Eines Herrn erinnere ich mich, der mich besuchte und sich sehr freigebig gegen mich benahm.
Er gab sich selbst für einen Amerikaner aus und sagte, dass er sehr viel gereist sei. Wie mein Unglück es wollte, bedurfte er aber meiner Unterweisungen nicht. Bei den zwei oder drei Malen, wo er sich mit meinen Rapieren und meinen Pistolen die Zeit vertrieb, erwies er sich als einer der geschicktesten Fechter und trefflichsten Schützen, denen ich jemals begegnete. Es war nicht zu verwundern: er war von Natur kaltblütig und hatte ein scharfes Auge, und war in Wien und Paris von Meistern der Kunst unterrichtet worden.
Anfangs Juli — ich glaube den 9. oder 10. dieses Monats — saß ich allein in meinem Saale und betrachtete recht traurig die beiden letzten Sovereigns in meiner Börse, als mir ein Herr gemeldet wurde, der Unterricht wünschte. »Privaten Unterricht,« sagte er mit Nachdruck, indem er nach dem Manne blickte, dem die Reinigung und die Fürsorge für meine Waffen oblag.

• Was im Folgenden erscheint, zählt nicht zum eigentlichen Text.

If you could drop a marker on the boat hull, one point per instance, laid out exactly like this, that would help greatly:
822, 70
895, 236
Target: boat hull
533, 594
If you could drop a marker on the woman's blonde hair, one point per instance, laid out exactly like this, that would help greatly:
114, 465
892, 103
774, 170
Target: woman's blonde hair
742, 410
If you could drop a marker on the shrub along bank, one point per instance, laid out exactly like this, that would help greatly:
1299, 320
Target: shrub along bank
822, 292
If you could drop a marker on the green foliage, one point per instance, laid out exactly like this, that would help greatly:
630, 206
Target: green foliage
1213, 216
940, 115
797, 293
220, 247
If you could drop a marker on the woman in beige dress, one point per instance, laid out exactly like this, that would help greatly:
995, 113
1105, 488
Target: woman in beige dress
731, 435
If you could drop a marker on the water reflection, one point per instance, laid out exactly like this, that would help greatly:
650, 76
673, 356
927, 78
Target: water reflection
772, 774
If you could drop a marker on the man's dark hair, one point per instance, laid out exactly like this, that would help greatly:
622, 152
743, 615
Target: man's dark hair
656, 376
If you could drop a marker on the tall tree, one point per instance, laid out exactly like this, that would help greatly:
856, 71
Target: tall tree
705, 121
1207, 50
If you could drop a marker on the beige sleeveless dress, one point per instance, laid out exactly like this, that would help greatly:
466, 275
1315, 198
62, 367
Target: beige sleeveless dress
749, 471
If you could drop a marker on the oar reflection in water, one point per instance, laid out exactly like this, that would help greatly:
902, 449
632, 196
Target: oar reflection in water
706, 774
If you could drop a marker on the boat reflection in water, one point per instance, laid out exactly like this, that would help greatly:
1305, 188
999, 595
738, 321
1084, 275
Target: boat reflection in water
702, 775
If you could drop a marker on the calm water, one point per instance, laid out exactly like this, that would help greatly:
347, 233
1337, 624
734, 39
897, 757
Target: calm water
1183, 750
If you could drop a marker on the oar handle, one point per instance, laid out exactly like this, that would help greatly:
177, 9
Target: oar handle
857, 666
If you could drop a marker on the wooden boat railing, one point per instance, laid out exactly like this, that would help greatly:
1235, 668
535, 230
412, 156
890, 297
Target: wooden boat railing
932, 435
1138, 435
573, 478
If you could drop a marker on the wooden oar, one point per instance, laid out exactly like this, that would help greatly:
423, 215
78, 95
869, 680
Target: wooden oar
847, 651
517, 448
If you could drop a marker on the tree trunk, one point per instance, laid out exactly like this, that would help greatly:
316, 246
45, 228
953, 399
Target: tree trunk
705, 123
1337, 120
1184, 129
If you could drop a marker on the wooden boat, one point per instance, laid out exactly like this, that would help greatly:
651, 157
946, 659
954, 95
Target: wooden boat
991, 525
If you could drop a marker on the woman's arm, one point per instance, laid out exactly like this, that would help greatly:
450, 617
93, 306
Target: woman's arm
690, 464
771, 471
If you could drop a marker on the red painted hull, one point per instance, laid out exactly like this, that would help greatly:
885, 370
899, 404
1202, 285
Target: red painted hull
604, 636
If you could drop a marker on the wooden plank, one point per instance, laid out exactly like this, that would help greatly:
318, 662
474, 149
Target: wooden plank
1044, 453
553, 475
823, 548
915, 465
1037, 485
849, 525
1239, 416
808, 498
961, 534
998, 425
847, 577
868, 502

Ich schickte den Mann hinaus. Der Fremde — ein Engländer, und nach dem äußeren Scheine zu urteilen, Soldat — nahm aus seinem Taschenbuche eine Fünfzig-Pfund-Note und hielt sie mir vor die Augen. »Ich bin eine wichtige Wette, einen Wettkampf im Fechten, eingegangen,« sagte er, »und ich habe keine Zeit, mich hierzu besonders vorzubereiten. Lehren Sie mir einen Kunstgriff, der es mir möglich macht, mich mit einem im Gebrauche des Rapiers erfahrenen Manne zu messen. Halten Sie die Sache geheim, und diese fünfzig Pfund hier sind Ihnen.«
Ich zögerte. Ich zögerte wirklich, so arm ich auch war. Aber dieser Teufel von einem Manne hielt seine Banknote vor mich hin, nach welcher Richtung ich auch blickte, und ich hatte nur zwei Pfund in der Welt übrig.
»Sind Sie im Begriffe, ein Duell auszufechten?« fragte ich.
»Ich habe Ihnen ja schon gesagt, was ich vorhabe,« antwortete er.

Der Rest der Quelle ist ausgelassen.